Faced with this delay that he considers "inadmissible", this man has been "forced" to resort to private healthcare and be treated in a private clinic in Tenerife, as he points out that "there are hardly any vascular surgeons here." "And of course, it's costing me the flights, private insurance and they're also going to have to do an operation, which they've recommended that the sooner the better," complains this patient.

"One relies on public healthcare because we pay for it for something, but in the end they force us, if we want to take care of our health and if we can, because not everyone can, to resort to private insurance, which also doesn't work very well in Lanzarote because there aren't many specialists either, which on top of that gives me the feeling that we continue to suffer a great centralism from the large islands," 

 

"It's a bit sad that we are also at the mercy of altruistic donations"


This man's complaint against the functioning of public healthcare goes beyond his own case. "You see that if they are putting in some slightly more decent equipment it is because a private businessman donates it, as has happened with the owner of Zara," says this man referring to the donation made by the Amancio Ortega Foundation for the purchase of equipment for the treatment and diagnosis of cancer. 

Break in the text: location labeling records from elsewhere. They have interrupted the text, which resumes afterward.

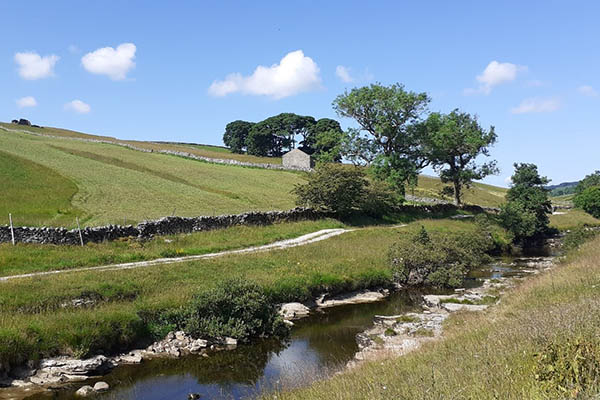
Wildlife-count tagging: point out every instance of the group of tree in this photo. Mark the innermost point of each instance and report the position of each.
(587, 194)
(276, 135)
(399, 137)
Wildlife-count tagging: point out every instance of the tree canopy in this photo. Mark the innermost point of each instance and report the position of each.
(390, 115)
(525, 213)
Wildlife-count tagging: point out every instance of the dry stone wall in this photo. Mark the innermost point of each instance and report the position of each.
(148, 229)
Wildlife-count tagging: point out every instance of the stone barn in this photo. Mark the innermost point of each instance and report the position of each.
(298, 159)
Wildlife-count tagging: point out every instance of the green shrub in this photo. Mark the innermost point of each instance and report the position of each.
(578, 236)
(234, 308)
(589, 201)
(570, 365)
(438, 260)
(345, 190)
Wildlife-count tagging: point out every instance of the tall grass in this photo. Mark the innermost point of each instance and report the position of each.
(541, 342)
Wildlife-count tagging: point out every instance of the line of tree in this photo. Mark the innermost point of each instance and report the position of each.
(276, 135)
(399, 137)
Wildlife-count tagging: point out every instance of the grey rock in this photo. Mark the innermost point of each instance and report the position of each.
(85, 391)
(101, 387)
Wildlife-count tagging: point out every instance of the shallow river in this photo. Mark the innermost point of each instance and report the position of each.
(318, 346)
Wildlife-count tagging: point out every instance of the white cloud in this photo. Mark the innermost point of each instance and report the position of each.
(343, 73)
(78, 106)
(114, 63)
(495, 74)
(27, 101)
(294, 74)
(537, 105)
(33, 66)
(587, 90)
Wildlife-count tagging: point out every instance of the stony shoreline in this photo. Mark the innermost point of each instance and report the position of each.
(396, 335)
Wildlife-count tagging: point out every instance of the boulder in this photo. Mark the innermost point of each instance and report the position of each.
(291, 311)
(85, 391)
(101, 387)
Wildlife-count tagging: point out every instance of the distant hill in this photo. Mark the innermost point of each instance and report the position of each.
(562, 188)
(51, 177)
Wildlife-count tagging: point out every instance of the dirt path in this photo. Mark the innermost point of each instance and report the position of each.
(282, 244)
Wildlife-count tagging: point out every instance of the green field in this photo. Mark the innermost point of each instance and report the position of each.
(34, 321)
(106, 183)
(51, 180)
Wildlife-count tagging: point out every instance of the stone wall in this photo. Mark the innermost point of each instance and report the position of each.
(147, 229)
(170, 152)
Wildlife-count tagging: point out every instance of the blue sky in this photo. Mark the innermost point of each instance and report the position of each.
(182, 70)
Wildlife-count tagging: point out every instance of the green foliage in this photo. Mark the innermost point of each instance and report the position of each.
(588, 181)
(391, 116)
(589, 200)
(332, 187)
(525, 213)
(344, 190)
(454, 141)
(570, 365)
(438, 260)
(578, 236)
(235, 135)
(234, 308)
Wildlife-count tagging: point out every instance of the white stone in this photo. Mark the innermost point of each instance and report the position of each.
(101, 387)
(85, 391)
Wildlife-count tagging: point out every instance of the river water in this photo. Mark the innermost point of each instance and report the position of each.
(319, 345)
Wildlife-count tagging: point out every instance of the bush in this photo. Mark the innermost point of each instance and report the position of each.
(438, 260)
(578, 236)
(345, 190)
(589, 201)
(525, 214)
(235, 308)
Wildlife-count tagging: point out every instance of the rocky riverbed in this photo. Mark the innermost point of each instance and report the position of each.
(401, 334)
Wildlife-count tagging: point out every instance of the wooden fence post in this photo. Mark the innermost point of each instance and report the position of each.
(12, 231)
(79, 229)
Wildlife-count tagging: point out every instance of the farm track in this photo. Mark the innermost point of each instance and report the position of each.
(282, 244)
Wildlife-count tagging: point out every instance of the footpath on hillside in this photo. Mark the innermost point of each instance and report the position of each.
(282, 244)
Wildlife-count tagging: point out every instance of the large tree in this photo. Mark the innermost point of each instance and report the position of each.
(325, 140)
(389, 115)
(235, 135)
(275, 135)
(525, 213)
(453, 142)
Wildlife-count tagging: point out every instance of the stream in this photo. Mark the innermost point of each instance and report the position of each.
(318, 346)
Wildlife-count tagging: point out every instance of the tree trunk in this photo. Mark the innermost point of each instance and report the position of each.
(457, 194)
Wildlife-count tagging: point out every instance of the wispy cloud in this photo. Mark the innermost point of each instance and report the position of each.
(495, 74)
(295, 73)
(114, 63)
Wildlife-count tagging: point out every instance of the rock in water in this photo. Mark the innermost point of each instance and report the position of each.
(101, 387)
(85, 391)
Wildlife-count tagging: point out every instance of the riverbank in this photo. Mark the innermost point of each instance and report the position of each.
(87, 313)
(540, 342)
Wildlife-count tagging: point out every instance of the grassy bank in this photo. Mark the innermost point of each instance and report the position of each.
(26, 258)
(37, 316)
(541, 342)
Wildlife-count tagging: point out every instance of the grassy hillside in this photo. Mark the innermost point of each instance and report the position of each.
(49, 181)
(479, 193)
(111, 184)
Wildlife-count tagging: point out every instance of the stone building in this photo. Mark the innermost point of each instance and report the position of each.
(297, 159)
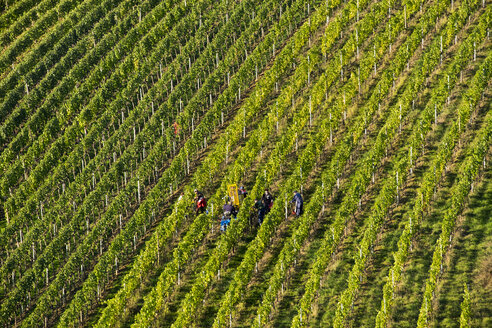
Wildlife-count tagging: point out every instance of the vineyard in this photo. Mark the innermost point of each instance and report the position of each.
(114, 113)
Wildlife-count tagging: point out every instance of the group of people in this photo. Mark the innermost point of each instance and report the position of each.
(262, 206)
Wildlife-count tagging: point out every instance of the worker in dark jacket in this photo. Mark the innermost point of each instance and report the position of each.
(200, 201)
(260, 207)
(267, 199)
(297, 199)
(229, 209)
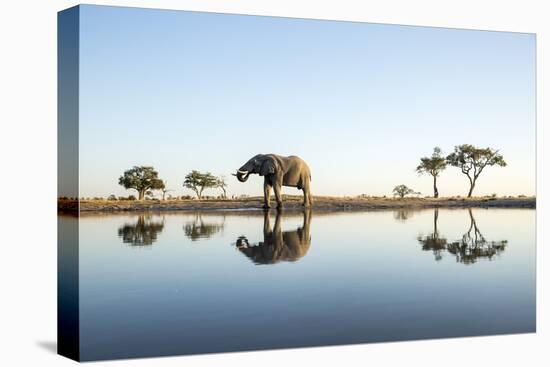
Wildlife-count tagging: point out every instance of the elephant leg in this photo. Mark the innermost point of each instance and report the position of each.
(307, 196)
(267, 195)
(278, 196)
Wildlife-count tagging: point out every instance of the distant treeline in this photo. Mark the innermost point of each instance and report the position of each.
(471, 161)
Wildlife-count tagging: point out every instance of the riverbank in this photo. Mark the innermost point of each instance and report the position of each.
(294, 203)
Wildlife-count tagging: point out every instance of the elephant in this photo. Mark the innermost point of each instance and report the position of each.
(277, 245)
(278, 171)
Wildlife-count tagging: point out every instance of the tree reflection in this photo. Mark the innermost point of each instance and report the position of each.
(434, 242)
(198, 229)
(278, 245)
(141, 233)
(473, 246)
(469, 249)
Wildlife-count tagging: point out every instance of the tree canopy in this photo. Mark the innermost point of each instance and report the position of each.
(472, 161)
(141, 179)
(402, 191)
(198, 182)
(433, 165)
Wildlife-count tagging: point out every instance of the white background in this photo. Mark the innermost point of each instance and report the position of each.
(28, 182)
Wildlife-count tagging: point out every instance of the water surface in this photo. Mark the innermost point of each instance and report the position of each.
(180, 283)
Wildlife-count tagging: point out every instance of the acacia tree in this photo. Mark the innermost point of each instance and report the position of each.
(433, 165)
(141, 179)
(402, 191)
(472, 161)
(165, 190)
(198, 181)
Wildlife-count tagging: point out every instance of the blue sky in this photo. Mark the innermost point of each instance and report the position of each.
(360, 102)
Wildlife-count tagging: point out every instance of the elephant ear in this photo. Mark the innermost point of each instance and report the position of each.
(268, 167)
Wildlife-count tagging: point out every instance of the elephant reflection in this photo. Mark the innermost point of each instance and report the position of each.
(278, 245)
(198, 229)
(402, 214)
(471, 248)
(434, 242)
(141, 233)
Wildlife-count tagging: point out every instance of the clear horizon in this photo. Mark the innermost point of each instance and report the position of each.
(360, 103)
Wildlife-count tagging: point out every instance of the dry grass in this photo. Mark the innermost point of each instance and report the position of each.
(294, 202)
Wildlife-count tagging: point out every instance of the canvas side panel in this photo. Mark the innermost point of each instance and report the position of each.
(67, 172)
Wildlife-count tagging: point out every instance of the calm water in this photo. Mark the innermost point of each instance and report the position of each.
(217, 281)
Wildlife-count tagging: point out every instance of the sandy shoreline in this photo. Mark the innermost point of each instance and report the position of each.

"It's a bit sad that we have to be at the mercy of altruistic donations, especially in cases like those of cancer patients, who also have to take a plane to go to another island to be treated and then return when, after a chemotherapy treatment, the body is left with nausea, dizziness, etc. I don't know the economic cost of sending them to another island, but even if it's cheaper, I don't think they are valuing the human cost of these people at all, whom they punish with these transfers," adds this healthcare user, who believes that, "in the 21st century", the island should be provided "with a reference hospital and not force people to be traveling."